Prejudice resulting from the grant of an extension of time
In the overall assessment by the court as to what is fair and just in all the circumstances regard will be had to prejudice caused to the defendant by the passage of time.
In this respect, evidence may be offered which identifies general prejudice that flows from any delay in legal proceedings, such as vexation, costs, difficulties in locating material witnesses or retrieving documents relevant to the defence.
In addition, a defendant may be in a position to refer to particular forensic disadvantage that has been occasioned by the passage of time. For example, in Francis v Bratovich (see above) the defendant was able to show that with the passage of time steps had been taken with respect to properties the subject of the proposed proceedings. One property had been subdivided and funds had been expended on its development. An application had been prepared to subdivide a second property which subdivision was expected to proceed in the near future. Evidence of such particular prejudice, coupled with an inadequate explanation for the delay in bringing proceedings, saw the Court conclude that “this prejudice is a powerful factor in refusing the extension” (para 20).

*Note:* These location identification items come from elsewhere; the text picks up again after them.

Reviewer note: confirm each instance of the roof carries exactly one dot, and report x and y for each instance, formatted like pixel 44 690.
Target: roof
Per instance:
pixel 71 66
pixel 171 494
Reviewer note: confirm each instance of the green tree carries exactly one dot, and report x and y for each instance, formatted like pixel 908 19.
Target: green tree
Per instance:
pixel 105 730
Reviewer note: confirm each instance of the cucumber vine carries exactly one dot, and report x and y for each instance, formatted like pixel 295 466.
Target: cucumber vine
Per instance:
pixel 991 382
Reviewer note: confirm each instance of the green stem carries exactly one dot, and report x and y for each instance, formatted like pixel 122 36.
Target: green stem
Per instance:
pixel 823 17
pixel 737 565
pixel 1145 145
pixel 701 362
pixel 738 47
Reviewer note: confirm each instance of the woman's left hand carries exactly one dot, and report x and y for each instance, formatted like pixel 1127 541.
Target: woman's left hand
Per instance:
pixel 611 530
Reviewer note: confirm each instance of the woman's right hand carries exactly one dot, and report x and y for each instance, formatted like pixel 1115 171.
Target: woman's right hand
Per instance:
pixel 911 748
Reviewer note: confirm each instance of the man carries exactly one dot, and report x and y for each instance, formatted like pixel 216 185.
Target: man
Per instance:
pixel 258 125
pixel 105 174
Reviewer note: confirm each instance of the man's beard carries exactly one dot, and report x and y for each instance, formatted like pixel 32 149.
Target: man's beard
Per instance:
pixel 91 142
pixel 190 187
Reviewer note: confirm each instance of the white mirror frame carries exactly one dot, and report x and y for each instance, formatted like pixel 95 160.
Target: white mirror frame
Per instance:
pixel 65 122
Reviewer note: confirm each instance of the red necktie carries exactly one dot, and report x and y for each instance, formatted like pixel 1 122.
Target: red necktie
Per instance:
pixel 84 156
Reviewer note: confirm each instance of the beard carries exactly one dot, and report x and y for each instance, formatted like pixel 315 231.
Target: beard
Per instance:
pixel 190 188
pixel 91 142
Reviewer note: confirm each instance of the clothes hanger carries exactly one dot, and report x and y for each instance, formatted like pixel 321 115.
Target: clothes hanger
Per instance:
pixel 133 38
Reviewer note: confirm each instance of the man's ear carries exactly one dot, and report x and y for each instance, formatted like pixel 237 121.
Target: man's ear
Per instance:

These circumstances may be contrasted with a case where, in respect of the transactions under review, the expectations of the defendant were far from settled and that some action being taken by the liquidator was always highly likely, necessitating an extension of the three-year limitation period. As observed by the Court in Parker’s case (see above) transactions not “settled” in the relevant sense “reduces (at least to some extent) the practical prejudice… caused by the delay.” (para 61).
The function of s 588FF(3) is to place liquidators under a reasonable time limitation for taking action under the voidable transaction provisions. There are broad public policy reasons underlying the imposition of the limitation period established by the section. It is recognised that it may be oppressive to a defendant to allow an action to be brought long after the circumstances, which gave rise to it, has passed. Moreover, parties who have dealt with a company that has proceeded into winding up have a significant commercial interest in knowing that they have no liabilities beyond a definite period.
Notwithstanding the rationales underlying the three year limitation period, s 588FF(3)(b) provides for the exercise of discretion by the court as to whether the time limitation may be extended. Our discussion has highlighted that although the exercise of judicial discretion under s 588FF(3)(b) occurs on a case-by-case basis, well–established guidelines have been consistently employed by the courts to ensure that any order extending the time limitation is “fair and just in all of the circumstances.”